Saturday, November 19, 2016

Salute to Service 5K (3 miles)



Recently, I ran the Salute to Service 5K in honor of our veterans on September 12. It was a very small race but the fastest run race the town of Whitehouse, Texas has probably seen. We had 3 UT Tyler XC Alumni guys there including myself, Nick Huff, and Connor Benson who has one more year of eligibility for track. We also had Ironman Pro Clay Emge, Tomas Moreno from Longview, long time runner from Dallas, Clint Bell and Kenyan Alfred Kiplagat. There were  a few young high school speedsters who were looking to cash in on the teen division.  The women's side was simply a duel with fast swimmer turned fast triathlete Rachel Olson and the long time runner Sarah Deller.

At the start Kiplagat is already off the front and Huff starts out right there with him. I took a conservative approach and I was in the back of this pack of all the guys mentioned above and I was slowly building into it.

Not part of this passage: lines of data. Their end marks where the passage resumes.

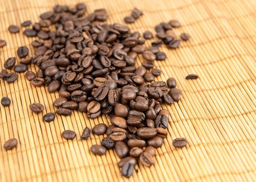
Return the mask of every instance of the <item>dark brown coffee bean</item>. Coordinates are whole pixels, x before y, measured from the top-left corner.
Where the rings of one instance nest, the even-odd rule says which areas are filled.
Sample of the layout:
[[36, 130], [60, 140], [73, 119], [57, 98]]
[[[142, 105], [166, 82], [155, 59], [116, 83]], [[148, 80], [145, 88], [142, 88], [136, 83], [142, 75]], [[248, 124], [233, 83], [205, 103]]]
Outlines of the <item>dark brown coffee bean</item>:
[[65, 130], [61, 135], [66, 140], [73, 140], [76, 136], [76, 133], [71, 130]]
[[132, 16], [127, 16], [124, 17], [124, 21], [126, 23], [132, 23], [135, 21], [135, 19]]
[[172, 145], [177, 148], [185, 147], [188, 145], [188, 141], [185, 138], [177, 138], [172, 141]]
[[16, 33], [19, 32], [19, 28], [17, 25], [12, 24], [9, 26], [8, 28], [8, 30], [9, 30], [10, 33]]
[[90, 151], [93, 154], [99, 155], [104, 155], [107, 152], [106, 148], [99, 145], [92, 145]]
[[199, 77], [197, 75], [195, 74], [190, 74], [186, 76], [187, 80], [195, 80]]
[[17, 54], [20, 58], [25, 58], [28, 55], [28, 48], [26, 46], [19, 47], [17, 50]]
[[17, 74], [15, 74], [14, 73], [9, 73], [6, 74], [4, 76], [4, 80], [8, 83], [13, 83], [15, 80], [18, 79], [18, 76], [19, 76]]
[[110, 138], [107, 137], [102, 139], [101, 144], [107, 149], [112, 149], [114, 147], [115, 142], [114, 140], [111, 139]]
[[117, 155], [122, 159], [127, 156], [129, 152], [129, 149], [124, 141], [118, 141], [115, 144], [114, 151]]
[[122, 174], [126, 177], [130, 177], [133, 174], [134, 166], [131, 163], [126, 163], [122, 167]]
[[6, 45], [6, 41], [5, 40], [0, 39], [0, 48], [4, 47]]
[[139, 157], [139, 161], [143, 165], [150, 167], [154, 164], [155, 161], [153, 157], [147, 152], [144, 152]]
[[81, 135], [81, 140], [87, 140], [91, 135], [91, 129], [88, 127], [86, 127]]
[[174, 101], [178, 102], [181, 97], [181, 92], [177, 88], [172, 88], [169, 91], [169, 95]]
[[16, 147], [18, 145], [18, 140], [16, 138], [11, 138], [5, 141], [4, 148], [6, 150], [12, 150]]
[[10, 100], [7, 97], [4, 97], [1, 99], [1, 104], [3, 106], [7, 107], [10, 105]]
[[28, 67], [24, 64], [18, 64], [14, 67], [14, 71], [17, 73], [24, 73], [27, 71]]
[[93, 127], [92, 132], [97, 135], [103, 135], [106, 133], [107, 128], [108, 126], [105, 124], [100, 123]]
[[72, 114], [71, 111], [68, 109], [60, 108], [56, 110], [56, 113], [59, 115], [62, 115], [64, 116], [70, 115]]
[[150, 31], [147, 30], [143, 33], [143, 37], [145, 39], [151, 39], [153, 37], [153, 34]]
[[4, 66], [5, 68], [11, 69], [13, 68], [16, 62], [16, 58], [15, 57], [8, 58], [4, 62]]
[[49, 112], [46, 114], [43, 117], [43, 121], [48, 123], [53, 121], [54, 119], [55, 119], [55, 114], [52, 112]]
[[44, 109], [43, 106], [40, 103], [33, 103], [29, 105], [29, 108], [32, 112], [36, 113], [41, 112]]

The first mile was mostly downhill but into a headwind.  I was staying behind Moreno until around a mile (I wasn't looking at my watch at this time) I finally got my Tomas Moreno and Nick Huff who fell off the front as I felt it was time to start pushing. After circling around this parking lot we ran around I found myself glancing at my watch as we were starting to head back in, I saw we were pushing a 5:10 pace at 8 minutes. This was blazing fast for me as I haven't seen a pace like that in a long time. I was hoping I could hold that up coming back to the city park where it started, however it was a long gradual hill and I started to fade.  Moreno caught me towards the last quarter mile and I couldn't quite respond to his move. I may have started pushing too early in the race for my abilities at this time. The course was just barely at 3 miles. I finished in 15:57, which was my fastest 3 mile or 5k pace this year. I'm slowly progressing in the right direction at this time! Everyone else happened to be faster  on this day too. This just shows what the power of running with faster people can do, but we are slowly closing those gaps. Kiplagat won the race outright in 14:17.